2b) Begin by determining which standard tools and packages you want to use and
make the rest of what you give them fit into that system. This reduces the
cognitive load for your students and allows them to do more with less.
2c) In fact, I recommend that you make a list of all the code you used in your
most recent course. Then arrange the code into things that you find essential
and nonessential. Also mark the things your students found easy and hard. Now
try to get rid of as much as you can without losing things students can do.
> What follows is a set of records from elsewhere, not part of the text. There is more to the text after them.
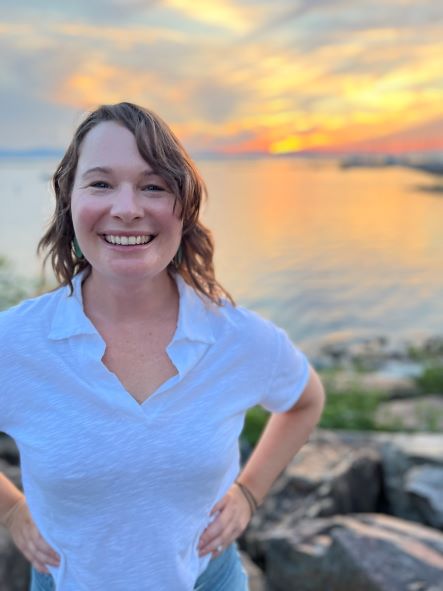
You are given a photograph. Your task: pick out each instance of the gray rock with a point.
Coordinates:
(14, 568)
(424, 413)
(354, 553)
(8, 450)
(256, 576)
(327, 477)
(424, 484)
(400, 453)
(11, 472)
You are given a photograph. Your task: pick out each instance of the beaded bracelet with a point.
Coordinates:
(253, 505)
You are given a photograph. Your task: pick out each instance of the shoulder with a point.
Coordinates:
(29, 317)
(248, 327)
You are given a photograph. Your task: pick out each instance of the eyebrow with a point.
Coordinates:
(105, 170)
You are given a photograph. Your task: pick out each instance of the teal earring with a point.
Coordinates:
(178, 258)
(77, 249)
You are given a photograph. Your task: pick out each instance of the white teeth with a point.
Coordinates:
(127, 240)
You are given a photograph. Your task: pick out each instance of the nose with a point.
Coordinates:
(126, 204)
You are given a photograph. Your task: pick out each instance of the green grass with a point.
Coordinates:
(431, 379)
(255, 421)
(352, 410)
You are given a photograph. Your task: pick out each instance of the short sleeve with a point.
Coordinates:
(289, 376)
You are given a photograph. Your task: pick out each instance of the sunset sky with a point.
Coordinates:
(230, 76)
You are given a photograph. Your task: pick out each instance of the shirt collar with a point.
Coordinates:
(194, 318)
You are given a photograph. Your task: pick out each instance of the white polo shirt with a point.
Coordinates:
(122, 491)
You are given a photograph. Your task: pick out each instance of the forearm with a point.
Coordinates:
(282, 437)
(9, 497)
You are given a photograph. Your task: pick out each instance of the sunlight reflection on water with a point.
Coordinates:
(325, 253)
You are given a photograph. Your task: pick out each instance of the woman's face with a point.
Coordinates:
(122, 212)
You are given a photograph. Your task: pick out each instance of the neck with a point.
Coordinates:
(127, 302)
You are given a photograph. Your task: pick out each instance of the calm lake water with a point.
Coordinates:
(329, 254)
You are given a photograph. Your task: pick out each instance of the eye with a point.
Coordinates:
(100, 185)
(153, 187)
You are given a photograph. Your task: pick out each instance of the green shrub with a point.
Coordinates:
(352, 410)
(431, 379)
(255, 421)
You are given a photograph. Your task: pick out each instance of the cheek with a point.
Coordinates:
(84, 215)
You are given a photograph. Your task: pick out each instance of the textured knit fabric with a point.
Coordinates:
(122, 491)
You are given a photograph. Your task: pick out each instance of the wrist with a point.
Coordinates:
(249, 496)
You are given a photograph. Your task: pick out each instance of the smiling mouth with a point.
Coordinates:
(128, 240)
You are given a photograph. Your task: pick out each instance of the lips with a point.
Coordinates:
(128, 240)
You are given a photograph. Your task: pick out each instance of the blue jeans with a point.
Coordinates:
(223, 573)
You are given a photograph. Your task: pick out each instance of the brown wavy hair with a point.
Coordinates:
(162, 150)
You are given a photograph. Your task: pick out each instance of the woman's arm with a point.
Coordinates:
(284, 435)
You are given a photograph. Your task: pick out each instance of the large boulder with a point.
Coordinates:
(327, 477)
(365, 552)
(401, 453)
(424, 484)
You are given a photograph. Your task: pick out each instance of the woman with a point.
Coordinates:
(126, 388)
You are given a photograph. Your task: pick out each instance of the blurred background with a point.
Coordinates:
(317, 125)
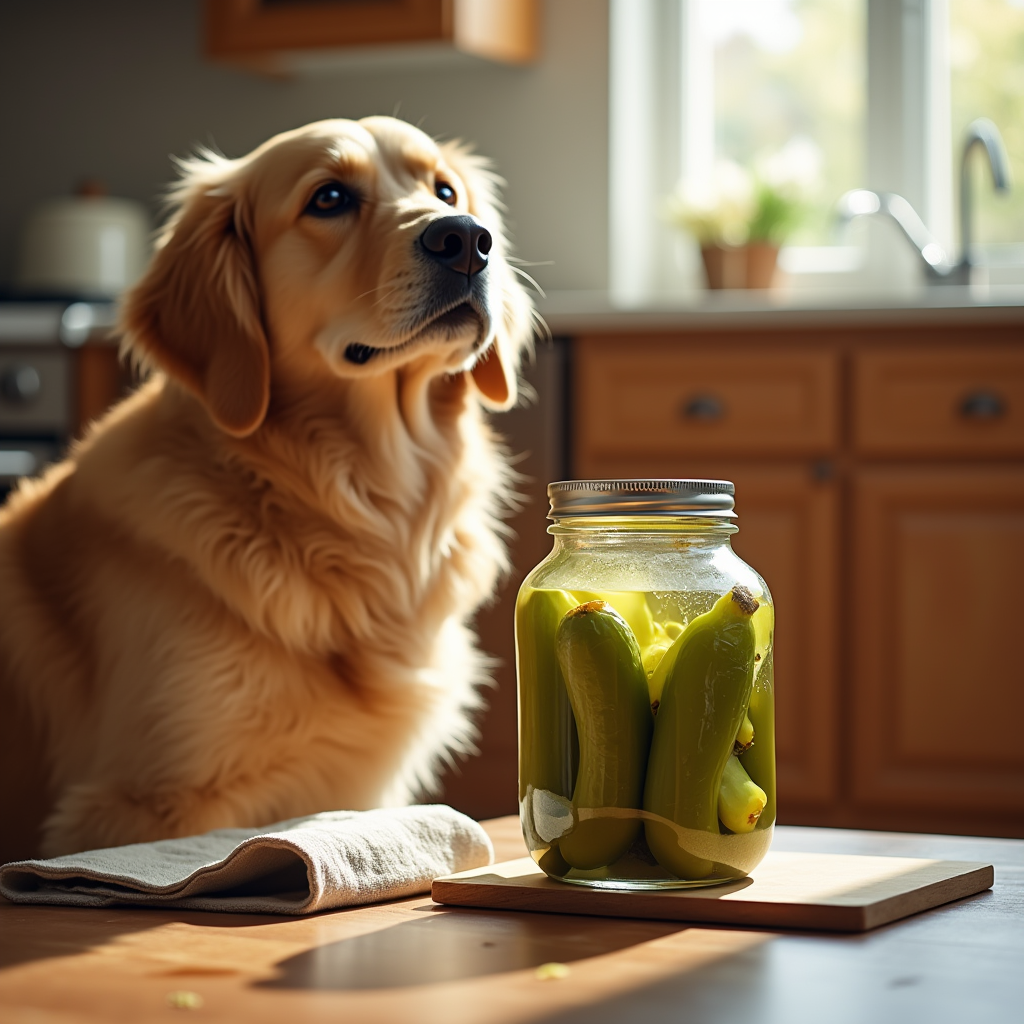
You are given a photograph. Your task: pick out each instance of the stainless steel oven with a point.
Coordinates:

This may require replacing some old favorites with some new favorites. You
will know you are succeeding if when you introduce something new, your students
can pretty much guess how it works before you show them.
3) The mosaic package (I am the maintainer) provides one particular way of
doing this. It begins by assuming you will want to show students the modeling
language (to use things like lm()), so it emphasizes using formulas. For this
reason, the primary graphics system chosen is lattice rather than ggplot2.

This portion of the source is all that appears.